Have you ever wondered why music sounds so different on headphones compared to loudspeakers? It’s because, by design, headphones are not technically compatible with the stereophonic system. That isn’t to say you can’t still get great sound from headphones. Otherwise we wouldn’t be seeing the boom in headphone sales that we’ve been seeing the past few years (although it’s worth pointing out that some retail stores keep mirrors next to the headphone displays for customers who care more about looks than sound). In this post, I’ll be examining why music sounds different on headphones, and look into a technology that can upgrade headphone sound quality by several notches.
Why headphones are incompatible with stereo
When you listen to music using headphones, you will notice that sound can generally be perceived as coming from inside your head. And when an instrument is playing only in one channel, you get the uncomfortable sensation that the instrument is playing just next to your ear.

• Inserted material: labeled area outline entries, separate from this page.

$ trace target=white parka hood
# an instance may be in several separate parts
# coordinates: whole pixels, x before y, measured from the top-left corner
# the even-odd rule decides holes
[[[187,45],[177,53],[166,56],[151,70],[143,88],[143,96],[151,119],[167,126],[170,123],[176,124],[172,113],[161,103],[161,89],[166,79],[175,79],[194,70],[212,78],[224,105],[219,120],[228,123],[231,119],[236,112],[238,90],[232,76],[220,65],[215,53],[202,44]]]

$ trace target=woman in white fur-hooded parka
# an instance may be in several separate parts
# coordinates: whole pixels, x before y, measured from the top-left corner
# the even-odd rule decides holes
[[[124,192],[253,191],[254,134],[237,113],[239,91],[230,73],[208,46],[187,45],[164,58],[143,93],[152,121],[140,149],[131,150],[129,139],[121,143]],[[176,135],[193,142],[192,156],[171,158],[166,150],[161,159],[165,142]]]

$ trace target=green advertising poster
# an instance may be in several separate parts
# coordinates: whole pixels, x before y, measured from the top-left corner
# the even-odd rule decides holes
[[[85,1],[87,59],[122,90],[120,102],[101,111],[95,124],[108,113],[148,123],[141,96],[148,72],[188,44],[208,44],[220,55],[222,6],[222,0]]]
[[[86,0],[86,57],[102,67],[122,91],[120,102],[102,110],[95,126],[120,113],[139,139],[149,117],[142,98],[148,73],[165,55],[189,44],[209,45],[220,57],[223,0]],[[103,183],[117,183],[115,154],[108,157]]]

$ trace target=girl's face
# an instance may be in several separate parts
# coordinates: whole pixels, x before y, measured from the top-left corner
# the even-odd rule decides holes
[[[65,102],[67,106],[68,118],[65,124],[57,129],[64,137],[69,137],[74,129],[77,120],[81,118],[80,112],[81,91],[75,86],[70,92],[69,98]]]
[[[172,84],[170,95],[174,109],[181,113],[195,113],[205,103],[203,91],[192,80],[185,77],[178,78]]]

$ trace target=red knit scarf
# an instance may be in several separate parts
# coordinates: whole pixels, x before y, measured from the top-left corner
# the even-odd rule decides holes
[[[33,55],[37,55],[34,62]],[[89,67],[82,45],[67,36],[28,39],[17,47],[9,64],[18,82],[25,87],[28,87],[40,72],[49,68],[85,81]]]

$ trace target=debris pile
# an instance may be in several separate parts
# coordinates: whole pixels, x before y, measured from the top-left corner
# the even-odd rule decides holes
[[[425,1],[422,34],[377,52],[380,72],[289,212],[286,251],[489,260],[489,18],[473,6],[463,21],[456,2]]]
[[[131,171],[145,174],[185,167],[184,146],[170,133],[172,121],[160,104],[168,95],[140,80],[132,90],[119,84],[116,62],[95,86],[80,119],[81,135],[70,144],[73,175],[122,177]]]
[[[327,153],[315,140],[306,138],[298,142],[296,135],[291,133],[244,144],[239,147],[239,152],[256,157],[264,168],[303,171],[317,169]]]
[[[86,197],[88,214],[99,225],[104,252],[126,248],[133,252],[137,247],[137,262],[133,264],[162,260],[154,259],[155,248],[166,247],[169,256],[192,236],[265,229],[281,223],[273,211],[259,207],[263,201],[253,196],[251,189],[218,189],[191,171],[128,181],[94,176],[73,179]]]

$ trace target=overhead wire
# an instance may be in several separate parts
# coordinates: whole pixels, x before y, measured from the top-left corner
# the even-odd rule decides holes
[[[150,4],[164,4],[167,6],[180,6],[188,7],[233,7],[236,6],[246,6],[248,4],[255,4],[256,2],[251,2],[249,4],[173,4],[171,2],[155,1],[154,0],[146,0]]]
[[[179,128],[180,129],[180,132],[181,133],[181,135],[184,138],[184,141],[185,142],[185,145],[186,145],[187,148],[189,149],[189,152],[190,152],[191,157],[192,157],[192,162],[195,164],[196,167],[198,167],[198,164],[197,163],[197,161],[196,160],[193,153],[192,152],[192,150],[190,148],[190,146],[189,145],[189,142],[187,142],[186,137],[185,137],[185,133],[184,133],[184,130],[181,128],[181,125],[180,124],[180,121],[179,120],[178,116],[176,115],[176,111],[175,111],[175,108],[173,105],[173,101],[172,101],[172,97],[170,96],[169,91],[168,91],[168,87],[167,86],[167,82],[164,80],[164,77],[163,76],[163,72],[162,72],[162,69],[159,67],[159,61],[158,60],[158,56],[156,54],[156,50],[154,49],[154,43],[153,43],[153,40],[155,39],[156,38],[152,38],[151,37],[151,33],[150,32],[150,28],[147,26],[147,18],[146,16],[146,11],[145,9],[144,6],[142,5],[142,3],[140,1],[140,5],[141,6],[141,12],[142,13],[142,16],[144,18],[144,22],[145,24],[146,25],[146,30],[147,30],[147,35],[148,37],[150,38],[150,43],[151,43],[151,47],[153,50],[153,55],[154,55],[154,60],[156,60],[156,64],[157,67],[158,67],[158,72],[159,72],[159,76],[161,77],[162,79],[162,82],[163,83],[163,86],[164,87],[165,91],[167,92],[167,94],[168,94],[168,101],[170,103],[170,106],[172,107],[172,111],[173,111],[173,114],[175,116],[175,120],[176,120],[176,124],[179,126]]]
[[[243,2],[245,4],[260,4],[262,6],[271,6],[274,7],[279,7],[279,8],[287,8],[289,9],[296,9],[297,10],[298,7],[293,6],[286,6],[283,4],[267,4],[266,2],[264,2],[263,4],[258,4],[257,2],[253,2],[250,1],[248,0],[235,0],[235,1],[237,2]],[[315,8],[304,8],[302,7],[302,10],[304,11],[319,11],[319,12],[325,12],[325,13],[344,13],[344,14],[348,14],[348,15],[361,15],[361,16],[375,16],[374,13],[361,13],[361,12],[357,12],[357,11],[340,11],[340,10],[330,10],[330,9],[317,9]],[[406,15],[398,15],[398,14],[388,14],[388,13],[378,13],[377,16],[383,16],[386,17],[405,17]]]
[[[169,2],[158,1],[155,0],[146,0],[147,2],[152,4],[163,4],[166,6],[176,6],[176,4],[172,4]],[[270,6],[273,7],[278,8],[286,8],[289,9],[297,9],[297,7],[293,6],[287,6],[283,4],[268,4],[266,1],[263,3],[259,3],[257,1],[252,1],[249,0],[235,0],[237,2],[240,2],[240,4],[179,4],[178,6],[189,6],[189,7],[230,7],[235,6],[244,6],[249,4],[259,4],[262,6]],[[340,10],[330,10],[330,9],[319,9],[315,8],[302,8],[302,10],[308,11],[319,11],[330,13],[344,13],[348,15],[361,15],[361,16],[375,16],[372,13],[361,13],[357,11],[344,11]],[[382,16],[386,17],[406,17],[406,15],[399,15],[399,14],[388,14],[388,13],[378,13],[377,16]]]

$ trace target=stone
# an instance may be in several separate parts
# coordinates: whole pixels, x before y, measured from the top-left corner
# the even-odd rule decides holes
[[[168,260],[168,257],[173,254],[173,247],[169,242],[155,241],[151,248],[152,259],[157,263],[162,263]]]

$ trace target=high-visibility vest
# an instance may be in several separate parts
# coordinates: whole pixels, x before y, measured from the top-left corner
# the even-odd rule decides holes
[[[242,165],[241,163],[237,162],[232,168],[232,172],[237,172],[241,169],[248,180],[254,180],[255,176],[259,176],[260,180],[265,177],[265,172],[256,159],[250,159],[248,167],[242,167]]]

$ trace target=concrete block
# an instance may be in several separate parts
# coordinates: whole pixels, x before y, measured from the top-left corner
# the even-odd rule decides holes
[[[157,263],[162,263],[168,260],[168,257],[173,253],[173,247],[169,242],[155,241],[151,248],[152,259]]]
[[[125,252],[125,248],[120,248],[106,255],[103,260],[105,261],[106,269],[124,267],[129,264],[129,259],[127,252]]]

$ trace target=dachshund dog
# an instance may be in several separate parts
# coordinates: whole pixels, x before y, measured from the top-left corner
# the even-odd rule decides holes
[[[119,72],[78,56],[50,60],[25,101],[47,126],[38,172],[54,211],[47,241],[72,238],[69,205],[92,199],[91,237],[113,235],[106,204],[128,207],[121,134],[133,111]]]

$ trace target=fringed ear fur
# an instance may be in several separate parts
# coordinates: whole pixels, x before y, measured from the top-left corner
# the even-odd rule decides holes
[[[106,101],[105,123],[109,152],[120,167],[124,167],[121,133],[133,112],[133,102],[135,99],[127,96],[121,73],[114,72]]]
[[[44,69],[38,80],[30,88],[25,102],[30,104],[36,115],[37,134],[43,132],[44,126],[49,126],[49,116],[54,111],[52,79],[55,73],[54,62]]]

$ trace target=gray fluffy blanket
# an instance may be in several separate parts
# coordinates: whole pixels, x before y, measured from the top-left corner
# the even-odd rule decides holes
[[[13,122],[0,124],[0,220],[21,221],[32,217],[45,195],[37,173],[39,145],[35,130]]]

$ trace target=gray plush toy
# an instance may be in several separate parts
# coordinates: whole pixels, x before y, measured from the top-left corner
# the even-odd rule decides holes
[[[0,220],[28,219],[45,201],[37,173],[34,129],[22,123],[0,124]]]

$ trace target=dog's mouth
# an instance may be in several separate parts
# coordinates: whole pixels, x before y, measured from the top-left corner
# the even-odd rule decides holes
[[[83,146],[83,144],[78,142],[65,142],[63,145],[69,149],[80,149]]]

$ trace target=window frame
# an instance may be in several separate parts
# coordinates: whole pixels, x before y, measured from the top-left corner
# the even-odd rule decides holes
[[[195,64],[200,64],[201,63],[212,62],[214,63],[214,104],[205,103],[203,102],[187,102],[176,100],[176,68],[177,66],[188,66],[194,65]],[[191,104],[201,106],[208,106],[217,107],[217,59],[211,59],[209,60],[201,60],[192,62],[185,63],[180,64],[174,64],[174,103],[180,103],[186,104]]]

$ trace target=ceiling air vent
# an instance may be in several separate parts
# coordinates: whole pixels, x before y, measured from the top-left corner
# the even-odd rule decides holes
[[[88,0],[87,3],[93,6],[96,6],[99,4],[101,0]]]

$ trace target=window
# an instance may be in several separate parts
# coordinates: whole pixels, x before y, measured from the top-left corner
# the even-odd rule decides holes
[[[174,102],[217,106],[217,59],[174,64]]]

In loudspeaker playback, the sound stage is naturally rendered between the loudspeakers. When you sit in the sweet spot, the loudspeakers are typically 45–60 degrees apart in a normal stereo setup.
The fundamental difference between loudspeaker and headphone playback is that with loudspeakers, the sound from one channel reaches both ears (as you can see in Figure 1a below). Whereas with headphones, we usually just send the left channel to the left ear and the right channel to the right ear for the simple reason that we have two audio channels and two ears. But it’s possible to think one step further than this.
Cross-feed: Loudspeaker simulation using headphones
Many people like the sound of headphones, and many even prefer it to speakers. When you use headphones, you get rid of all the room coloration and you tend to get a very big sound stage—even though it’s basically inside your head.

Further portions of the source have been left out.